As, at the restart, Nicky Pastorelli (still due for a drivethrough because of a jumped start) led away Jamie Boot’s Chevron B16, Michiel Smits’ recovered Lola T70 Mk1, the Beaumont/Middlehurst McLaren M1B and the Buurman/Van der Lof Corvette Stingray ahead of ‘virtual leader’ Voyazides/Hadfield, the safety car was out again almost immediately when Boot’s Chevron and Smits’ Lola made contact at the end of the straight, leading to immediate retirement for Boot while Smits limped back to the pits with a flat left-rear, having been beached in the Tarzan gravel initially. Meanwhile, Phil Hall retired his damaged Lola T212. Only in the final ten minutes, relative normalcy set in.

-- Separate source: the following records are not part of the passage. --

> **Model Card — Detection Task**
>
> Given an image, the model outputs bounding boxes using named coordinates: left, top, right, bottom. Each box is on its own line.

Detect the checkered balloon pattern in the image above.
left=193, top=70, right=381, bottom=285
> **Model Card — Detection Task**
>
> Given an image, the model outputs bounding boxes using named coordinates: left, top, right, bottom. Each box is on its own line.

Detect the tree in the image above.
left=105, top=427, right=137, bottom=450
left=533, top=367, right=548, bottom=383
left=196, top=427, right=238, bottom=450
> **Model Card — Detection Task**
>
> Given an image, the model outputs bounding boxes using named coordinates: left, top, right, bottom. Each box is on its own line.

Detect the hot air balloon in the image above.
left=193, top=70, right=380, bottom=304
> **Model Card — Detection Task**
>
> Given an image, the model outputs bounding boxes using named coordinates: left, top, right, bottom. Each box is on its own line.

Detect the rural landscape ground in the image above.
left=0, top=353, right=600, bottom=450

Class battles were tight as well, Andy Middlehurst (McLaren M1B) passing Andy Wolfe’s Lola T70 Mk1 Spyder on the penultimate lap for sixth overall and the Hulme class win. For Wolfe, it was all for nothing, though, when afterwards his car was disqualified. Keith Ahlers and Billy Bellinger, so used to class wins in their Cooper Monaco King Cobra, were a distant third in class, trailing the two Bonnier-class-leading Chevron B8s.

He was quicker on the faster stuff”, Middlehurst explained. “But he was braking a bit gingerly, and that’s where I got him

“I had a problem with oil surge”, said Wolfe about the Lola T70 Mk1 that was owned by David Hart before. “So I had to back off the engine.”

“It was a straightforward run for us”, said Ahlers, “we were just not fast enough…”

In a similarly tight fight for Bonnier class honours, Graham Wilson got back to the front with three laps to go. David Pittard had been leading the class in Wilson’s Chevron B8 but after the stops the Andrew & Mark Owen B8 took the lead when Pittard stayed out for two laps while the pit window was open during another caution period.

Despite his drivethrough penalty, Nicky Pastorelli (Ferrari 365GTB/4) crossed the line first in Pescarolo class, heading the troubled Porsche 911 RS of Mark & James Bates. In their Corvette Stingray, local duo Alexander van der Lof/Yelmer Buurman were contenders too, until they retired their car two laps from the end.